What is the difference between these two linq implementations?

Posted by Mahesh Velaga on Stack Overflow See other posts from Stack Overflow or by Mahesh Velaga
Published on 2011-01-12T23:11:52Z Indexed on 2011/01/12 23:53 UTC
Read the original article Hit count: 219

I was going through Jon Skeet's Reimplemnting Linq to Objects series. In the implementation of where article, I found the following snippets, but I don't get what is the advantage that we are gettting by splitting the original method into two.

Original Method:

// Naive validation - broken! 
public static IEnumerable<TSource> Where<TSource>( 
    this IEnumerable<TSource> source, 
    Func<TSource, bool> predicate) 
{ 
    if (source == null) 
    { 
        throw new ArgumentNullException("source"); 
    } 
    if (predicate == null) 
    { 
        throw new ArgumentNullException("predicate"); 
    } 
    foreach (TSource item in source) 
    { 
        if (predicate(item)) 
        { 
            yield return item; 
        } 
    } 
}

Refactored Method:

public static IEnumerable<TSource> Where<TSource>( 
    this IEnumerable<TSource> source, 
    Func<TSource, bool> predicate) 
{ 
    if (source == null) 
    { 
        throw new ArgumentNullException("source"); 
    } 
    if (predicate == null) 
    { 
        throw new ArgumentNullException("predicate"); 
    } 
    return WhereImpl(source, predicate); 
} 

private static IEnumerable<TSource> WhereImpl<TSource>( 
    this IEnumerable<TSource> source, 
    Func<TSource, bool> predicate) 
{ 
    foreach (TSource item in source) 
    { 
        if (predicate(item)) 
        { 
            yield return item; 
        } 
    } 
} 

Jon says - Its for eager validation and then defferring for the rest of the part.

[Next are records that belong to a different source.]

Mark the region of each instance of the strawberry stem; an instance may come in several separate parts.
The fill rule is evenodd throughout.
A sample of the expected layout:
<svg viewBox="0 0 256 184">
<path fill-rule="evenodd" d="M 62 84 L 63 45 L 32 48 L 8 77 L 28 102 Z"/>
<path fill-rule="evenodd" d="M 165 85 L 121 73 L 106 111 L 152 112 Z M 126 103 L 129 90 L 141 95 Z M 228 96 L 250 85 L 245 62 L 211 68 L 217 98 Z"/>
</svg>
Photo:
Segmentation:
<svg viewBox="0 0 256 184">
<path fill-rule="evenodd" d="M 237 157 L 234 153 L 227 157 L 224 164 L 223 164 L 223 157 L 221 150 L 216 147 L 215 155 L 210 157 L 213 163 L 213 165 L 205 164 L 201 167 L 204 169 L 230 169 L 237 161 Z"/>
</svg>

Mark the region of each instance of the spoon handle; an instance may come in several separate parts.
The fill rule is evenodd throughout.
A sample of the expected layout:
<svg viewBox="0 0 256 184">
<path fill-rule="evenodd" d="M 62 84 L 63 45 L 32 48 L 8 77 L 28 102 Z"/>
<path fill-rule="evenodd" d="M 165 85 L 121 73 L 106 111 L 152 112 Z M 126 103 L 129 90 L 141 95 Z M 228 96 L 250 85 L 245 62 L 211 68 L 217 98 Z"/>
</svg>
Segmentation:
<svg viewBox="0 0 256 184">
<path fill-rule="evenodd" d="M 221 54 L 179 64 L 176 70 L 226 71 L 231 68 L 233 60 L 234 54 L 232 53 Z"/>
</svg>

But, I don't get it.

Could some one please explain it in a little more detail, whats the difference between these 2 functions and why will the validations be performed in one and not in the other eagerly?

Conclusion/Solution:

I got confused due to my lack of understanding on which functions are determined to be iterator-generators. I assumed that, it is based on signature of a method like IEnumerable<T>. But, based on the answers, now I get it, a method is an iterator-generator if it uses yield statements.